Just for fun, I'm gonna go ask her right now where she thinks money comes from...

Back. She said, "When you go to work and you build them a patio, they give you money." Hmm. Impressive. Then she hastened to add, "Also, I can give you money from my piggy bank." Let it be known that today I prefer the latter.

So, she must be well-coached. I wonder what she thinks all the other parents do for money, more patios? Anyway, I can't help but wish she had described some other passionate or artistic endeavor of mine, but alas, that's life. Art is worthless. If you're getting money for making it, it's a commodity whose integrity is influenced by that burning need for cash. (That's not necessarily a bad thing, although I think the preferred term for art is "priceless".)

Gotta go out and get some money. What do you think I do? Sit around and blog all day for free?

Enough!

~

Tuesday, November 17, 2009

In case you're wondering, it took two full trailer loads.



(And cleaning the thing was a b!tch.)


~

Monday, November 16, 2009

I was supposed to be up with the concrete guys, but I'm running behind.
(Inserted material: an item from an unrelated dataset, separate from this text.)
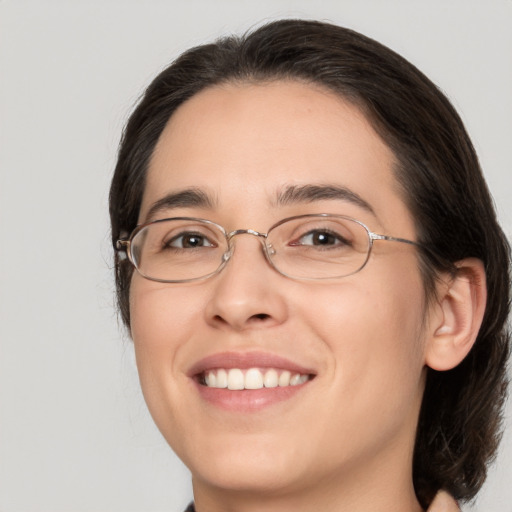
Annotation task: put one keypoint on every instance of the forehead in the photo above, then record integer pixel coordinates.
(242, 143)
And "running" is an overstatement since I ran 28 miles yesterday. So I'm lagging behind, with a bit of joint pain. The individual pains aren't too bad, it's just that it's everywhere. But I have to pour 10,000 pounds of concrete today, which involves me renting a concrete mixing trailer and then wheelbarrowing it out back a hundred times or so. (Sh!t! Last week never ended!) Anyway, I consider it all "cross-training."
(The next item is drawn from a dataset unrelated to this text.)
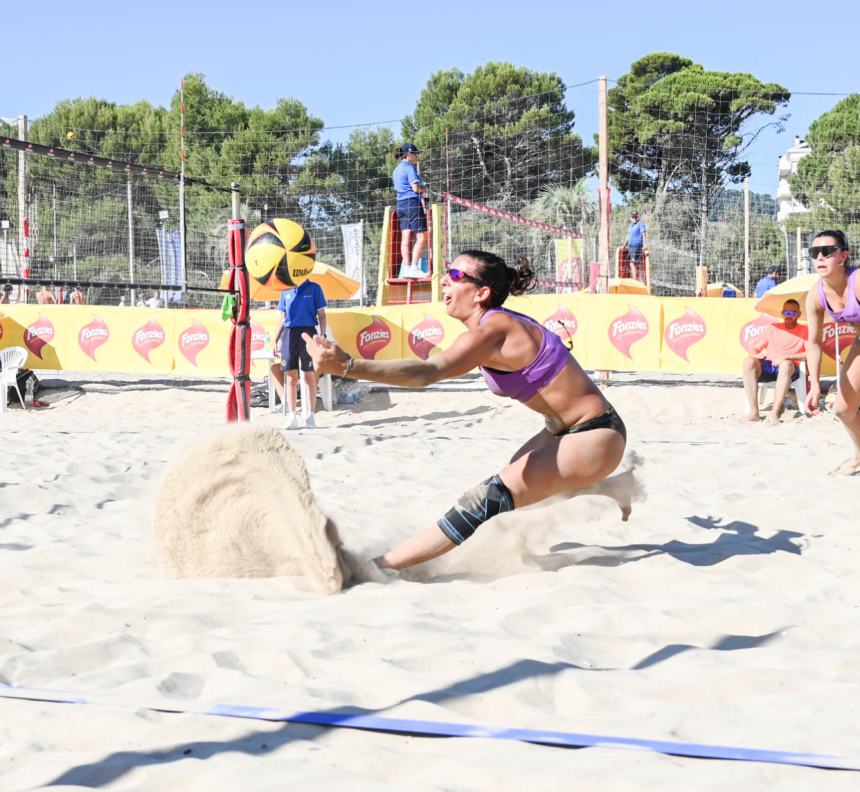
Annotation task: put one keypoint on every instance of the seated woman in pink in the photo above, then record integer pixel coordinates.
(774, 359)
(838, 293)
The Inspector approved my massive footings. He was well-pleased. He asked me if I had dug them myself, and when I replied that I did, he just smiled and said, "Good for you." which is a statement that has always bothered me. "Good for you!" When someone says it, I just hear: "I don't really care, but it sounds like you are pleased with yourself." I deplore a world where no one can share in someone's passionate, hard work.

I'm off to pour some 38x38x38 footings. A nice, solid place for Archimedes to stand. (Buckle up, Earth!)



~

Friday, November 13, 2009

I don't really hate my job. I hate doing the same dumb thing over and over and OVER, day after day, without anything passionate and spectacular happening. I suppose "passionate" and "spectacular" happening day after day would eventually lead to some boring redundancy too, but at least it once was. I'm not sure my job ever was anything. At least, I don't recall in the early days of contracting leaping out of bed at dawn with a big smile on, rushing to put on my clothes and skipping out on brushing my teeth so I could GET OUT THERE AND USE A HAMMER! And next week: SHOVELS!

Oh well, that's what hobbies are for. Never let anything get in the way of your hobbies. Something about hobbies: make "work" one of your hobbies and you'll never make a dime, but if "family" is not one of your hobbies, the family will make you suffer no matter how much, or how little, you work. They'll resent you for it. Meanwhile, if you find time for your hobbies and truly enjoy them, all the miserable people you work with will resent you, too, so you can't win. That's life. The unhappy resent the happy, and thus will never take advice from them. And the happy know better than to take advice from the unhappy, because that just doesn't make good sense. None of it matters anyway because eventually we all get sick, making us unhappy. At that point the previously unhappy say "it figures", where the previously happy scream out "OH GOOD GOD, WHY ME?!"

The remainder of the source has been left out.